Cet article n’est pas de moi, l’auteur est inconnu, mais je le trouve très interessant et j’avais envie de vous le partager sur mon blog. bonne lecture .
Les neurosciences ont montré que la façon dont vous parlez et pensez peut physiquement façonner votre esprit. Des études révèlent que les plaintes fréquentes et les critiques constantes activent les circuits de stress dans le cerveau. Lorsque ces circuits restent actifs trop longtemps, ils libèrent des produits chimiques qui affaiblissent les neurones responsables de la concentration, de la clarté, de la prise de décision et de la régulation émotionnelle. Au fil du temps, cette activation répétée rend le cerveau plus sensible au stress et moins efficace pour se concentrer.
Les experts expliquent que les schémas de parole négatifs entraînent le cerveau à rester dans un état défensif. Cet état réduit l’activité dans le cortex préfrontal, la zone responsable de la pensée et de l’attention de niveau supérieur.

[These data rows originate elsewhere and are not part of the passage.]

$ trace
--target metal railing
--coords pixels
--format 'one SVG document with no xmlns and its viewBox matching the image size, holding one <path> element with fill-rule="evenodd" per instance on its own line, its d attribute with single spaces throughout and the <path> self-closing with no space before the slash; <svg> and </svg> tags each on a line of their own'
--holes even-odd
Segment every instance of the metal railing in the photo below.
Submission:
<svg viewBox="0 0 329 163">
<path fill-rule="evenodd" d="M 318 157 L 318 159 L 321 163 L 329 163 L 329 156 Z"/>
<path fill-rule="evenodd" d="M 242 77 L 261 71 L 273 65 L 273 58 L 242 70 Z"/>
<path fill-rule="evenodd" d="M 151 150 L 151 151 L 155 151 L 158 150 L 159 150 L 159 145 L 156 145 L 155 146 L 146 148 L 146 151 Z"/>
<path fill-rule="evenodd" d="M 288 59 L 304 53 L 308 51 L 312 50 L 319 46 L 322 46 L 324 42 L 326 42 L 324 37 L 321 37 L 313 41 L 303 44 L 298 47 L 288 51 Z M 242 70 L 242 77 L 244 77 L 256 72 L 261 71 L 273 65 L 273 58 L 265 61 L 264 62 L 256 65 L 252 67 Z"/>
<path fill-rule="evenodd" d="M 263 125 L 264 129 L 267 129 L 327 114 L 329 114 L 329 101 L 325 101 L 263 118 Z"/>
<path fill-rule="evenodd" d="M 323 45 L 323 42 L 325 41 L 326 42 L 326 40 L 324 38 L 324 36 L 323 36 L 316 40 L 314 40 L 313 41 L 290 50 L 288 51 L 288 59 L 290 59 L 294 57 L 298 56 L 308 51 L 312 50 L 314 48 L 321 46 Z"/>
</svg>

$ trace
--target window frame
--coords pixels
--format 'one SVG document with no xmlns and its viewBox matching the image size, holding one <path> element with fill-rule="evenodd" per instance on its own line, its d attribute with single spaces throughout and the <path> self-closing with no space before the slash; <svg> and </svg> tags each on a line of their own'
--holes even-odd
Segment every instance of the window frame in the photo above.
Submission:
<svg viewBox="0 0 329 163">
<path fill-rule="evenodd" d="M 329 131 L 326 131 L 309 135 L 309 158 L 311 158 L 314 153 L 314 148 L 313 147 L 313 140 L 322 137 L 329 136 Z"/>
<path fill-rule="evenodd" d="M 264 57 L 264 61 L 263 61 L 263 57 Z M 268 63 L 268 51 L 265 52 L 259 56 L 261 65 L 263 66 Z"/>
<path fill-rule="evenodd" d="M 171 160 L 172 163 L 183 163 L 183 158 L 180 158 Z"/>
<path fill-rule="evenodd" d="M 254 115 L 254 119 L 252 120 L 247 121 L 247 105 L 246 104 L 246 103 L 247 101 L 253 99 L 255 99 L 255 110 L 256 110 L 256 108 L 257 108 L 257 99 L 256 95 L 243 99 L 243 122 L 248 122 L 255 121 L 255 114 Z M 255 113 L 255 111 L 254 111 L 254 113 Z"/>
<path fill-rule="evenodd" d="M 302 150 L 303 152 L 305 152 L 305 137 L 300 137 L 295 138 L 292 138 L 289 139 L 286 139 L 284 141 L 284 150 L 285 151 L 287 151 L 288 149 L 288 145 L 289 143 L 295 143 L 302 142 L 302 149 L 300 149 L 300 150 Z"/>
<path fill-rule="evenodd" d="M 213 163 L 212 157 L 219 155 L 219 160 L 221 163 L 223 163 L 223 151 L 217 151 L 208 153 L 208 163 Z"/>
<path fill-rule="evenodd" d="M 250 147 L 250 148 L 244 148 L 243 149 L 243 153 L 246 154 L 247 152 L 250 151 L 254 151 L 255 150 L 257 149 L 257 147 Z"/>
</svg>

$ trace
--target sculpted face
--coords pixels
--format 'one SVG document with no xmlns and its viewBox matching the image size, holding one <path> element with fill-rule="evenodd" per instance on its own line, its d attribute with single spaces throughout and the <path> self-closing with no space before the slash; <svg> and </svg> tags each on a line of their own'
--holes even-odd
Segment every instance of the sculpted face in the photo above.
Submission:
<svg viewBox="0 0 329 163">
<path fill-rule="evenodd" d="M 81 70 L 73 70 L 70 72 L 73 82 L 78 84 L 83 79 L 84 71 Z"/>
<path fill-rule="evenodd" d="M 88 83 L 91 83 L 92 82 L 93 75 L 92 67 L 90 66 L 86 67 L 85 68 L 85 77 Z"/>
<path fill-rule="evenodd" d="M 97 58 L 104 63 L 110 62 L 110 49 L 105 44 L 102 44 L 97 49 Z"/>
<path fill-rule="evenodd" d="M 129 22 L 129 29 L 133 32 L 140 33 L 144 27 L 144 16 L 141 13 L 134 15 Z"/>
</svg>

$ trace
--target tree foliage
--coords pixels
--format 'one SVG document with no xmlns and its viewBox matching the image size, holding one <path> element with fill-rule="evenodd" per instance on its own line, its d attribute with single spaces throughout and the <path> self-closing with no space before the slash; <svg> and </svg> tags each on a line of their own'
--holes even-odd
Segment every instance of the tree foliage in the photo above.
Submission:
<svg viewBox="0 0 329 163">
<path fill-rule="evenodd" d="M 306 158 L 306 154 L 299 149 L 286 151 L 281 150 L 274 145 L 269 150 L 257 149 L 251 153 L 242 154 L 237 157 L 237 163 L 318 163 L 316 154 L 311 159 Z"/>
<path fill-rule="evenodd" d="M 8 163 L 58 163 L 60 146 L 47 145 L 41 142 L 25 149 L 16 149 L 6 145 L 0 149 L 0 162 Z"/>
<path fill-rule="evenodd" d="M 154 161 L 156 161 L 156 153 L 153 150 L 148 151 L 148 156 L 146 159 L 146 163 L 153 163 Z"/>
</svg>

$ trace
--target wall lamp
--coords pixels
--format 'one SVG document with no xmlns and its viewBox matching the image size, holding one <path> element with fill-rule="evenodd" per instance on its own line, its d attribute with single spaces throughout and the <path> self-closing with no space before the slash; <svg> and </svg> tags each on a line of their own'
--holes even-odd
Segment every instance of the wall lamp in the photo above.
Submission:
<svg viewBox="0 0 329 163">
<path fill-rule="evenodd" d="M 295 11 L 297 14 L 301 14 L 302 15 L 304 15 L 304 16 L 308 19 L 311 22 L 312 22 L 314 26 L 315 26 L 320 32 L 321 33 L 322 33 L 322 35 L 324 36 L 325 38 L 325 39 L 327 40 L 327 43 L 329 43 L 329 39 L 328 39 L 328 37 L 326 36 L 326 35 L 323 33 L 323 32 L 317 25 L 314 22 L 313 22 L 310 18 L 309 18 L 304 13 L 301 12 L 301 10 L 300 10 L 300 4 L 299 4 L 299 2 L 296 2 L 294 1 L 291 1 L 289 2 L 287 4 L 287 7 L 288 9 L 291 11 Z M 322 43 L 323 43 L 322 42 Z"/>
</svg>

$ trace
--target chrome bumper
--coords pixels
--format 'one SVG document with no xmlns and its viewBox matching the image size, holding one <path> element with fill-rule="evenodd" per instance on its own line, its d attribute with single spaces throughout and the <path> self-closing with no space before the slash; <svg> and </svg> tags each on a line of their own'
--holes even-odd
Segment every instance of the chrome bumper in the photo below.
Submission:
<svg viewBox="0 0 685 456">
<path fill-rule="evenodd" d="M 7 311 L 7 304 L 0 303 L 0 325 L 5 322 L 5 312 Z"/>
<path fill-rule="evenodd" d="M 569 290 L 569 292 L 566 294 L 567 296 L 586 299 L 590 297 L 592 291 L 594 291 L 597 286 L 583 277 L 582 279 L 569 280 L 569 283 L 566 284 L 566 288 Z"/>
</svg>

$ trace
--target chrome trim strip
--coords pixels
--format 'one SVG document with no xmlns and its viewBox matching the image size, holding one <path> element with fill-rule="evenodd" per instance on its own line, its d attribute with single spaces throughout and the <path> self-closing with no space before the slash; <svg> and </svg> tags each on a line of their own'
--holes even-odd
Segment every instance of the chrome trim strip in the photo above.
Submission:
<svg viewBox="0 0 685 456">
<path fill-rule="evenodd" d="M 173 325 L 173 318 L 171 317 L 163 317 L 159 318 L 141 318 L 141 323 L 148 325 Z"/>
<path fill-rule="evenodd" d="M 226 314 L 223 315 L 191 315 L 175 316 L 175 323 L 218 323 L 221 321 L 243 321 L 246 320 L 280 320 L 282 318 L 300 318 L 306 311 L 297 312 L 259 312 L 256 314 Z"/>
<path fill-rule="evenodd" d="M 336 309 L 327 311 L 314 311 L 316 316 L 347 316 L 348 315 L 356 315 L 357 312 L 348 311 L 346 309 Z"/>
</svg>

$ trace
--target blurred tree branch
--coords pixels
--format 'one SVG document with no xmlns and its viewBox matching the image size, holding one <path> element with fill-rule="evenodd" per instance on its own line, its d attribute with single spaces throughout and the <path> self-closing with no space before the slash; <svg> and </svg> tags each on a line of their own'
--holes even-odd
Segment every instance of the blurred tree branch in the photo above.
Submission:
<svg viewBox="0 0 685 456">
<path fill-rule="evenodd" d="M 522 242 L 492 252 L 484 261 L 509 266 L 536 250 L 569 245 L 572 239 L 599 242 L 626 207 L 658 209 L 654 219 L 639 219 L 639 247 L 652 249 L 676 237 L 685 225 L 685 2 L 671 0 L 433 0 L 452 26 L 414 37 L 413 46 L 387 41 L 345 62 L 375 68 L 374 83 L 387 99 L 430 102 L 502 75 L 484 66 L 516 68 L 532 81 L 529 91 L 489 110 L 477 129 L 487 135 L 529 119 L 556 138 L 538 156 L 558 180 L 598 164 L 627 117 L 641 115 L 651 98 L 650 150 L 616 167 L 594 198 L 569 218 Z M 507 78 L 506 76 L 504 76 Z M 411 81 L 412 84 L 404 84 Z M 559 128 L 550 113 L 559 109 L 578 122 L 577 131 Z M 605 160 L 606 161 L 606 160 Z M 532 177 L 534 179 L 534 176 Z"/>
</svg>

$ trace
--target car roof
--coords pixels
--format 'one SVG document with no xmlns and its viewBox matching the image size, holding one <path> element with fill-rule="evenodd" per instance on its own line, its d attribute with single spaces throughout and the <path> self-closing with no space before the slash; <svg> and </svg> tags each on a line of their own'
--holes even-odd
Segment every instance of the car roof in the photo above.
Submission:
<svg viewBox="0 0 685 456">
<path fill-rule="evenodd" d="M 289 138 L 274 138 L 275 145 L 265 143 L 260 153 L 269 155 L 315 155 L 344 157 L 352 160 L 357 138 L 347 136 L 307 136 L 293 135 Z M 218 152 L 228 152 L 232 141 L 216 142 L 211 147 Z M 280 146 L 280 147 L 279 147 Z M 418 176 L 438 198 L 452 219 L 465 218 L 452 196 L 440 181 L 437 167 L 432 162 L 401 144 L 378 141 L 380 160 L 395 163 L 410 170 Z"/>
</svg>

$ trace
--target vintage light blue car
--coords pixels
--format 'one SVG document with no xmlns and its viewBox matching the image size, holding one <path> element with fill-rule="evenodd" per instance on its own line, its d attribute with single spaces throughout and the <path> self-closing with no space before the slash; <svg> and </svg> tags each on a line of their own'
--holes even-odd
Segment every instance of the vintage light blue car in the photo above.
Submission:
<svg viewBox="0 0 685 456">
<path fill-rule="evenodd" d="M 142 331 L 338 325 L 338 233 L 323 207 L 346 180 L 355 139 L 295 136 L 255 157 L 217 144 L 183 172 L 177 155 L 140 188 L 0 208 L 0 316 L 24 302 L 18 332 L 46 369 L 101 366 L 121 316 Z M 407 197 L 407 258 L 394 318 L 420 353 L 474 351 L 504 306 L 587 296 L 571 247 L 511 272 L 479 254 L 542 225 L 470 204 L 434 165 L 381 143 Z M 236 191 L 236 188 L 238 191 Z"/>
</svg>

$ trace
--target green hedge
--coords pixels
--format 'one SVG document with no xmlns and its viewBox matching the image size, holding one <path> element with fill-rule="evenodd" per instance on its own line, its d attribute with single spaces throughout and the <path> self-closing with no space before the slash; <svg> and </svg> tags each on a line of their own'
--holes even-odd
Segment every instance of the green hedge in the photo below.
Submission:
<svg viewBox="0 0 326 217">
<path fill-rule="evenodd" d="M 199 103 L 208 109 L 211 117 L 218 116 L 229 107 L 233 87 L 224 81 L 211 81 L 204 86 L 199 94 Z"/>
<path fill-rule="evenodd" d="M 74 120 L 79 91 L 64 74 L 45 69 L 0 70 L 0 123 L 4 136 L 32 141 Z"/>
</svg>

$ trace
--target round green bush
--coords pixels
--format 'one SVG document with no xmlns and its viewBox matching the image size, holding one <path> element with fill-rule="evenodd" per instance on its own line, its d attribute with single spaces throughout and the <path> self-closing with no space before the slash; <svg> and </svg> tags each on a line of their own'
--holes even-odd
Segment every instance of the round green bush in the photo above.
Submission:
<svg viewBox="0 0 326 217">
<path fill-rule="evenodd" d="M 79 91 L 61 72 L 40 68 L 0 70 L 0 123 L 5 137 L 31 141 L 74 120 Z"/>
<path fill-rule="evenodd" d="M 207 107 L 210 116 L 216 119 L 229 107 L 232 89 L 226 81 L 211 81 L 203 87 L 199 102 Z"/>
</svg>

Lorsque le cortex préfrontal est perturbé, votre capacité à rester concentré, à résoudre des problèmes et à penser de manière créative diminue. Plus vous vous plaignez, plus votre cerveau passe à la négativité par défaut, créant une boucle qui nuit lentement aux performances cognitives.
Les neuroscientifiques préviennent également qu’être entouré de personnes qui se plaignent constamment a un effet similaire. Le cerveau reflète les états émotionnels qu’il observe. Cela signifie que la négativité est contagieuse et que votre esprit peut adopter des schémas nuisibles simplement par une exposition répétée.
La bonne nouvelle est que le cerveau peut également se recâbler vers des habitudes plus saines. Pratiquer la gratitude, recadrer les pensées et limiter les conversations négatives peut protéger votre santé cognitive et renforcer les circuits neuronaux liés à l’attention et à l’équilibre émotionnel.
Votre cerveau se développe dans la direction dans laquelle vous l’entraînez. Choisissez des pensées qui soutiennent la clarté mentale, pas celles qui l’affaiblissent.